Best practices for implementing a Lexer

fatih · October 3, 2015, 3:08pm

So for this weekend I wanted to implement a Lexer just for fun. Before starting to implement I’ve started to look out about the state of lexers in Go. Right now I’ve found three lexers in the std lib:

go/scanner
text/scanner
text/template

Both go/scanner and text/scanner are similar and use iterative processing of tokens. However text/template is based on the talk from Rob Pike’s video: https://www.youtube.com/watch?v=HxaD_trXwRE This approach is also used in some of the third party packages, such as BurntSushi’s toml package: https://github.com/BurntSushi/toml/blob/master/lex.go#L52

There are also two great blog posts about writing lexers:

http://blog.gopheracademy.com/advent-2014/parsers-lexers/
http://adampresley.com/2015/04/12/writing-a-lexer-and-parser-in-go-part-1.html

One of is based on the iterative approach and the other blog post is based on doing the scanning based on states (Rob Pike’s method).
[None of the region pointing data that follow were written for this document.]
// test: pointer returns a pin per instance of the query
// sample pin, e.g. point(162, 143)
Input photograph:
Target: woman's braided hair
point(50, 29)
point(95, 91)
Seeing two ways of lexer implementation in the std lib, I’m not sure which one is the preferred way of doing it. Maybe they both have their own advantages, unknown to me.

So my question is, which one do you think is the preferable way? Or to say better, which do you think is more Go idiomatic and maintainable in long term?

fatih · October 3, 2015, 4:31pm

Rob Pike’s own answer for a related question from go-nuts:

That talk was about a lexer, but the deeper purpose was to demonstrate how concurrency can make programs nice even without obvious parallelism in the problem. And like many such uses of concurrency, the code is pretty but not necessarily fast.

I think it’s a fine approach to a lexer if you don’t care about performance. It is significantly slower than some other approaches but is very easy to adapt. I used it in ivy, for example, but just so you know, I’m probably going to replace the one in ivy with a more traditional model to avoid some issues with the lexer accessing global state. You don’t care about that for your application, I’m sure.

So: It’s pretty and nice to work on, but you’d probably not choose that approach for a production compiler.

ncw · October 3, 2015, 9:42pm

You could also use a lexer generator. For example nex. This is similar to the well known flex utility but for Go not C.

I’ve played with nex but in the end I wrote a traditional state driven lexer last time I did this.

corylanou · October 5, 2015, 2:57am

Not stating it’s a best practice, but here is what we have done:

https://github.com/influxdb/influxdb/tree/master/influxql

So far, it has been pretty easy to keep adding language features.

fatih · October 6, 2015, 8:45am

Thank ncw. As you said, I’m also in favor of writing the lexer instead of generating it. It makes the code more readable and understandable.

fatih · October 6, 2015, 8:46am

This is really nice @corylanou. I wonder why you always write the literals every time into a buffer, whereas you can already get that information via the position information. This seems a different approach to text/scanner or go/scanner, which both relies on the token start/end positions to return the token literal.

dgnorton · October 6, 2015, 12:39pm

@fatih The influxdb scanner that @corylanou linked to and go/scanner are similar. Both return position, token, and literal.

influxql … https://github.com/influxdb/influxdb/blob/master/influxql/scanner.go#L25

go/scanner … https://golang.org/src/go/scanner/scanner.go?s=13662:13731#L588

Speculating a bit…

Returning the literal saves the step of calling another function to retrieve it. In cases like InfluxDB and go/scanner, where we know the literal is going to be needed and used, might as well go ahead and return it. text/scanner, on the other hand, is a general purpose scanner and some use cases might not want / need to pay the penalty of actually retrieving the literal.

fatih · October 6, 2015, 12:51pm

You are right about returning the token, pos and literal. So the signature is the same.

But the main difference between influxql and go/scanner is the way they are preparing the literal. go/scanner uses the already available information (aka Position) and returns the literal right from the source buffer. Whereas influxql prepease a new buffer from scratch and fills the buffer whenever it starts to scan a token: https://github.com/influxdb/influxdb/blob/master/influxql/scanner.go#L134

I’m not sure which is the better way, just there is a difference in the underlying implementation.

system · January 4, 2016, 12:51pm

This topic was automatically closed 90 days after the last reply. New replies are no longer allowed.